Les sourcils d'Elmer se froncèrent. « Y compris la mienne ? »
« Pas besoin », dit-elle. « La demoiselle que vous avez ramenée était plutôt tapageuse. »
Elmer soupira. « Vous auriez dû faire une chose pareille ? Aller fouiller les chambres des gens ne me semble pas— »
« Vous devriez aller où que ce soit ? » le coupa-t-elle, la voix teintée d'une telle platitude qu'il était impossible de savoir quel ton elle employait. Elmer le prit donc pour une simple question.
« Quoi ? » demanda-t-il.
« Les yeux ne mentent pas. » Elle tripota sa cigarette à demi consumée. « Les vôtres ont des poches en dessous, ce qui veut dire que vous êtes fatigué et stressé. Vous devriez dormir, pas errer dehors. »
Il était vraiment fatigué, mais…
« Je doute que cela vous regarde. »
« Je doute que le fait que j'aille fouiller les chambres des gens vous regarde non plus », riposta-t-elle aussitôt, avant de lui tendre la cigarette juste après que ses sourcils eurent tressailli. « Vous en voulez ? »
« J'ai toussé », répondit-il.
« Moi aussi », dit-elle. « Ça ne veut pas dire qu'on ne fume pas. »
« Je ne fume pas. » Elmer se frotta les tempes. Cette fatigue dont elle avait parlé le tirait par la manche. Le sommeil n'avait pas suffi, et pire, il l'avait pris sous un arbre en restant à moitié éveillé.
« Vous pourriez commencer maintenant. On dirait que vous en avez besoin. »

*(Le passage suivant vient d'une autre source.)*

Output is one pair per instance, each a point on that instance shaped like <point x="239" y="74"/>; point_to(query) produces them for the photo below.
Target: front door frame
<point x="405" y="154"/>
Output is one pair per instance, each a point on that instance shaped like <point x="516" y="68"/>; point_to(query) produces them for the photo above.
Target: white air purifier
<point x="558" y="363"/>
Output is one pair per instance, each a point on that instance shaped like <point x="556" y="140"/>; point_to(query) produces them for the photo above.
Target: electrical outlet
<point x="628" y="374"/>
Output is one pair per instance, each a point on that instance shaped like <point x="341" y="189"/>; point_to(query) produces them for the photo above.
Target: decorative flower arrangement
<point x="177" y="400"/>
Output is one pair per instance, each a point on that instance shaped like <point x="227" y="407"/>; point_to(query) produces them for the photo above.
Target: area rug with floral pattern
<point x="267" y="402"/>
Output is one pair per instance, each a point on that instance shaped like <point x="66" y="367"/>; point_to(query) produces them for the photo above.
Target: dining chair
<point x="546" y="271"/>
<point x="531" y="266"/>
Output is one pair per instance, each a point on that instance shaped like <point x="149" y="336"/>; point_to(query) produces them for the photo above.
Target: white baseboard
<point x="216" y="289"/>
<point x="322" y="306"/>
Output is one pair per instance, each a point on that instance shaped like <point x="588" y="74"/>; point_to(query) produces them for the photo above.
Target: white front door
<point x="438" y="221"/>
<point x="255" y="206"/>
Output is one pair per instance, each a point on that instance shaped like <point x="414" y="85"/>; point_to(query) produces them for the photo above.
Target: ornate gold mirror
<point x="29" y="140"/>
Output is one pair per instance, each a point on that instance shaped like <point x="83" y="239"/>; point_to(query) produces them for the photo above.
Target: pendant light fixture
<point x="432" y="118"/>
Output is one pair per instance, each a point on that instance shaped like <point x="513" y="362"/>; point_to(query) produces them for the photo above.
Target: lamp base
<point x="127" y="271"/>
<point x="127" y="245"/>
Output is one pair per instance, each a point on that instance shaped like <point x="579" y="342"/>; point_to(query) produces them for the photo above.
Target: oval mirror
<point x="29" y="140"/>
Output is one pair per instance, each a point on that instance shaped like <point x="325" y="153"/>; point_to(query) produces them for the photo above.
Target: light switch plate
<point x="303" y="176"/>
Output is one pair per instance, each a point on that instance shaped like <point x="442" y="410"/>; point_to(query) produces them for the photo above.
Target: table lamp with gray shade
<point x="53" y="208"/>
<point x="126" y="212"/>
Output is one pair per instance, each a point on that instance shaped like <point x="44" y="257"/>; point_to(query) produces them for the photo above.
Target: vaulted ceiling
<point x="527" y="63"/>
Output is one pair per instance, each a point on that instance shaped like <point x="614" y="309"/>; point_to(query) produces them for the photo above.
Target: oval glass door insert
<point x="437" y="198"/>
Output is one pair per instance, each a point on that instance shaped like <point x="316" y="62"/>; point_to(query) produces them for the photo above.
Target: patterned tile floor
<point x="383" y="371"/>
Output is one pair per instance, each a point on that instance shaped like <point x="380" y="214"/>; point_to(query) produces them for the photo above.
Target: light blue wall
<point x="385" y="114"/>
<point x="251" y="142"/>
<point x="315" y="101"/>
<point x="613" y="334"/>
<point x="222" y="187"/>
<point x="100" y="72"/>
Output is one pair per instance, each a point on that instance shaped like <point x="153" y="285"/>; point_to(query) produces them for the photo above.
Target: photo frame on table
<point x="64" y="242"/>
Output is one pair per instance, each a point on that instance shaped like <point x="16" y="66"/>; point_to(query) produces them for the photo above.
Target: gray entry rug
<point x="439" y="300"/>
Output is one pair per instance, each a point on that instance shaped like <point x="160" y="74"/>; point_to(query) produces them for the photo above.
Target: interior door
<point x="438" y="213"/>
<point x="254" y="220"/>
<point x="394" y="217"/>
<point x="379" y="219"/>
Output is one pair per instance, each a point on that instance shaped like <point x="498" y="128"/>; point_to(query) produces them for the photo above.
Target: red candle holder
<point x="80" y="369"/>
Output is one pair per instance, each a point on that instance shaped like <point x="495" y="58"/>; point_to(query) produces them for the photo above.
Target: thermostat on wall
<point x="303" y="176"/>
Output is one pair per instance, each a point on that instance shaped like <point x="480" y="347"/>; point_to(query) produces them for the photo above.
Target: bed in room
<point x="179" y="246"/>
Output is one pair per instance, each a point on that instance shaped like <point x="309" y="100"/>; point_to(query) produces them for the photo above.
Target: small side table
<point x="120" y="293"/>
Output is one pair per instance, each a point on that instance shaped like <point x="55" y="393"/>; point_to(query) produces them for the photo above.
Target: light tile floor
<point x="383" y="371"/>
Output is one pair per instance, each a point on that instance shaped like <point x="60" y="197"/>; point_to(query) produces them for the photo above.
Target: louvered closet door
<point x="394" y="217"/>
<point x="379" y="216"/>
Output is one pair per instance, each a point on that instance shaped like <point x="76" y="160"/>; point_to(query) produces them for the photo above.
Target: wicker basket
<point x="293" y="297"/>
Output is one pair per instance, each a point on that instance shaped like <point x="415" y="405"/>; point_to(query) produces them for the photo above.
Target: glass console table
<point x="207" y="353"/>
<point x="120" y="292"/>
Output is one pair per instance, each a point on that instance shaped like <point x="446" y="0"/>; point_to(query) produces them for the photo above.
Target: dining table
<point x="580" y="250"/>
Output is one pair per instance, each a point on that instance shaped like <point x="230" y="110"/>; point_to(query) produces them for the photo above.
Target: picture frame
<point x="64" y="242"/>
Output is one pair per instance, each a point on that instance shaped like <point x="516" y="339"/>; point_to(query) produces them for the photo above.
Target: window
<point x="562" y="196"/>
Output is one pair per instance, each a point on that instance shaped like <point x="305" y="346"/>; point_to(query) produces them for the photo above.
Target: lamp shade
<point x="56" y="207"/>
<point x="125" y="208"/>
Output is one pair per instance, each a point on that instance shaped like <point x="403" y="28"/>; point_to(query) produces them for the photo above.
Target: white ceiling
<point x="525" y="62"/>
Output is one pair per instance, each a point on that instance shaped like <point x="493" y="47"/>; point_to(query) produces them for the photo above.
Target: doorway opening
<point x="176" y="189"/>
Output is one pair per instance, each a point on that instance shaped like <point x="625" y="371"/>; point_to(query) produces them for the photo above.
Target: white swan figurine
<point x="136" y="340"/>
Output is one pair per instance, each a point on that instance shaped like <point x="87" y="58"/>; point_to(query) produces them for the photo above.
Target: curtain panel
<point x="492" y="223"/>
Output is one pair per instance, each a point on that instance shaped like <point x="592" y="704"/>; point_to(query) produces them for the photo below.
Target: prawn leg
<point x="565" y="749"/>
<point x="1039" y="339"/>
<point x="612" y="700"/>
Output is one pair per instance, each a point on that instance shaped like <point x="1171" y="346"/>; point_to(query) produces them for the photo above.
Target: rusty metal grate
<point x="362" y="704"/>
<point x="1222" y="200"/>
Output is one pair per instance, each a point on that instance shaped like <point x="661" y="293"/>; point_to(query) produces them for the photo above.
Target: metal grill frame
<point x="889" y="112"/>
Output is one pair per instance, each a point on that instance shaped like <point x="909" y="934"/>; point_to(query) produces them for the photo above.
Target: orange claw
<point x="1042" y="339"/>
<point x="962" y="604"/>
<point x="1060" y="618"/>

« Vous devriez arrêter, plutôt », lui conseilla Elmer. « D'après ce que j'en ai entendu, j'estime que fumer, c'est mauvais. »
Elle claqua la langue et retira sa générosité.
« Cela dit », reprit Elmer après quelques secondes, « pour que vous dépensiez votre argent en cigarette plutôt qu'en repas, il faut que vous ayez un travail plutôt bien payé. Vous avez dû prendre en compte les fonds nécessaires à votre traitement médical. »
« De sages paroles », remarqua Polly sur un ton qu'Elmer jugea sarcastique. « Mais c'est ça, ma nourriture. » Elle agita la cigarette vers lui. « Et ne vous souciez pas de ma santé, souciez-vous plutôt de la vôtre. Nous vivons tous les deux dans les taudis, vous croyez que votre santé est en si bon état ? »
Elmer expira en se frottant la nuque.
Se soucier de sa santé ? S'il pouvait échanger tout cela et plus encore contre celle de Mabel, il le ferait. À quoi lui servait sa santé ?
« Un repas serait agréable, cela dit », dit soudain Polly, ramenant vers elle le regard d'Elmer. « Rapportez-m'en un, peut-être, quand vous rentrerez d'où que vous alliez. »
Elmer avança imperceptiblement la tête dans une perplexité silencieuse. « Et pourquoi je ferais ça ? »
« Je ne sais pas. » Elle se leva, se servant de la rampe de brique pour éteindre le feu de sa cigarette. « Pour vous soucier de ma santé, peut-être ? » lui dit-elle, avant de disparaître dans l'immeuble, aussi calme que son atmosphère.